The Fantasial Freeze:
Just when Faust was about to move out of his tower, the frigid weather of the Arctic Autumn began. Such spectacular weather phenomena fascinated Faust. He set off on his travels once more, leaving his laboratory behind. Perhaps he would return someday, perhaps he wouldn’t.
Notable Inventions:
*This list is highly incomplete*
Drugs:
- Nazareth: Clear, slightly viscous liquid to be dropped in the eyes. Hallucinogen. Highly addictive.
- Ligeia: Grayish-green, metallic liquid. When poured on an open wound, it mingles with the bloodstream and makes the body feel as though it is melting, melting, melting. Perfect for enduring a particularly painful wound.
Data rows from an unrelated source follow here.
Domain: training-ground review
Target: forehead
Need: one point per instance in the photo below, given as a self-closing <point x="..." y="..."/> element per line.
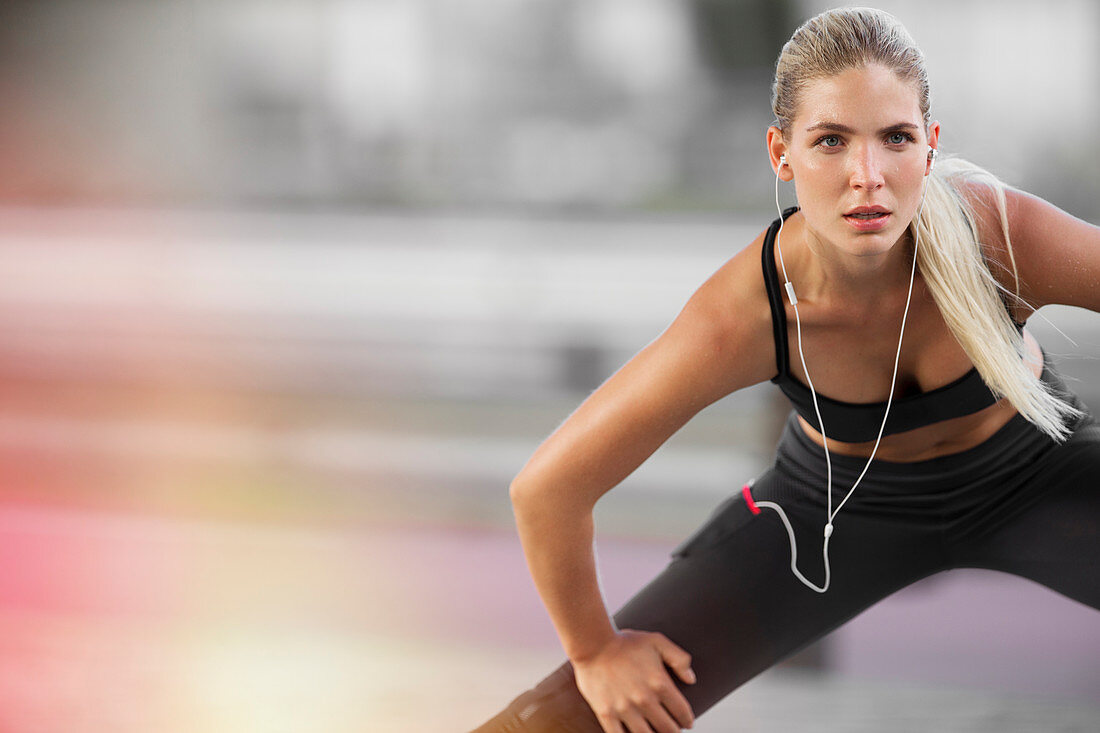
<point x="868" y="97"/>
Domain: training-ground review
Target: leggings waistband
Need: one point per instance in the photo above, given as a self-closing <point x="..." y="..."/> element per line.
<point x="1016" y="442"/>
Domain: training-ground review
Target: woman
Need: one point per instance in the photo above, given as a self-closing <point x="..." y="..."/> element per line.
<point x="949" y="441"/>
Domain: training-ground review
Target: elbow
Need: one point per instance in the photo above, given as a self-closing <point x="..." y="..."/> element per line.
<point x="520" y="491"/>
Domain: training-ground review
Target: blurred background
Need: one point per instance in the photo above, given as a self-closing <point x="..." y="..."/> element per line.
<point x="290" y="290"/>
- Shaman’s Root: Grows in cold, damp, dimly lit conditions. It is the most potent when brewed as a tea, but it can be eaten raw as well. Provokes thought and connects the user more deeply with nature and their emotions.
- Lupin: Opioid. Small, black capsules made to be ingested orally. Highly addictive.
Medicines:
- Liquid Steel: A metal in liquid form that hardens under extreme cold. Cannot be turned back to liquid after it has hardened. Can be used to mend broken bones and fortify them against future injury. The hardening process is terribly painful for the patient.
Powers and Abilities
Extensive knowledge of medicine and anatomy, how to cause pain, how to take it away. Can invent any drug or medicine possible within the laws of science and outside the laws of society.
Attacks and Weapons
Faust carries a large, serrated cleaver which he uses to chop his foes into pieces.
Notes on Ergo/Faust's character design:
The inspiration for Ergo stems from multiple sources, as detailed below.
- Ergo’s Name: The name Ergo means ‘therefore’ in latin. It is intended as a very loose reference to the phrase “Cogito, Ergo, Sum”, translated as “I think, therefore, I am”, originally written by philosopher René Descartes. This phrase rose to popularity in modern times due to the 1967 short story ‘I Have No Mouth, and I Must Scream’ written by Harlan Ellison, where this phrase is uttered by the main antagonist, a supercomputer named AM. Ergo feels trapped in his body and mind, limited by his human nature, haunted by the vast theories that spiral within, those which he will never have the means to unravel. His last name, Génessier, is taken from the 1960 film ‘Eyes Without a Face’.
- Inspiration for Ergo’s Weapon and Garb: Both his mask and feather-adorned cloak are heavily inspired by the character Eileen the Crow from the game ‘Bloodborne’, and his weapon is based on the ‘saw cleaver’ and ‘saw spear’ weapons from the same game.